Whilst the position in respect of Section 14 remains unclear as to the nature of the knowledge required (and case law remains conflicting on the point), the Judge favoured the more generous approach to knowledge set out in Spargo v North Essex District Health Authority 1997 PIQR.
However, there was real value in getting the matter before a Judge to consider all the facts, the actions of the respective parties and the whole question of prejudice.
No admission of liability had been made and the Judge considered prejudice very carefully.

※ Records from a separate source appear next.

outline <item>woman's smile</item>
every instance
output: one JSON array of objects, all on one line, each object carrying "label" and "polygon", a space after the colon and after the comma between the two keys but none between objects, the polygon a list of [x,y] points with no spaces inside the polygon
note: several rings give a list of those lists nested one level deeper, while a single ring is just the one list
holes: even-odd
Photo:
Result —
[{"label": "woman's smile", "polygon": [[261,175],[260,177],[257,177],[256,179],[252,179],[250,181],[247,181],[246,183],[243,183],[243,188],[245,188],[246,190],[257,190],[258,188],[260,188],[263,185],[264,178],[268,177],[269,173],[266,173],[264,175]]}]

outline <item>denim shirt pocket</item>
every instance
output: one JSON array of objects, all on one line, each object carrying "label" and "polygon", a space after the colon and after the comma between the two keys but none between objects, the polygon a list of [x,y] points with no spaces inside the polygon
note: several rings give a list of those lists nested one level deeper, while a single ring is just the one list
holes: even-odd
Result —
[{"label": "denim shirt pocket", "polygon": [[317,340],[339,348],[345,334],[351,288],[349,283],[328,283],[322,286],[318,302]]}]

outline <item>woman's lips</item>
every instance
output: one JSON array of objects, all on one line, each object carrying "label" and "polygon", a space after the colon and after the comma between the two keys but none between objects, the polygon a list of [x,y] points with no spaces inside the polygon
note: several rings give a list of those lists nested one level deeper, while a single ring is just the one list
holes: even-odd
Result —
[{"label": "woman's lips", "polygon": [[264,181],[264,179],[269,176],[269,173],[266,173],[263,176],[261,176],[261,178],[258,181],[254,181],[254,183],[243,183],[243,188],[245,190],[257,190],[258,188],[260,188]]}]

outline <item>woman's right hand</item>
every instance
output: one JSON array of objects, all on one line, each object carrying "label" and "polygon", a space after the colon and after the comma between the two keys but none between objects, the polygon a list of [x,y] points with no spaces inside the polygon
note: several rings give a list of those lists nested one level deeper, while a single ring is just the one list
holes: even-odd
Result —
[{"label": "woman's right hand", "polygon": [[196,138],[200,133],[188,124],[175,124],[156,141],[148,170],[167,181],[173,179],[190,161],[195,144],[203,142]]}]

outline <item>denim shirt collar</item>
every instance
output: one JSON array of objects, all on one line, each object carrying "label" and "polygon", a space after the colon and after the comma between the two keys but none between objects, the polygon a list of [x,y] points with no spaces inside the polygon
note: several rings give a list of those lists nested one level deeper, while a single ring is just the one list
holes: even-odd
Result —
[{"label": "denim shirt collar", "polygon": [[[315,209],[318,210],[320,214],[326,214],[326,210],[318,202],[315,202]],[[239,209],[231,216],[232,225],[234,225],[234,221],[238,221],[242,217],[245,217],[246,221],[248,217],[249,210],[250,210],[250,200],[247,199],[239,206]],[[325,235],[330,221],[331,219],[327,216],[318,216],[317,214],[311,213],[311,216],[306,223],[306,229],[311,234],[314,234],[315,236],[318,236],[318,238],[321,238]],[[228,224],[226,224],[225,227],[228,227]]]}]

The value of a claim against a solicitor is never as high as a claim against the primary tortfeasor (in this case Medway) and the case demonstrated the value of running a failure to mitigate argument in these circumstances.
It is worth noting that the Claimant felt compelled to issue against the Trust and raise the section 33 point solely because of the defence pleaded against her.
Never assume that too much time has passed to raise a section 33 point. It's not about time but rather about prejudice.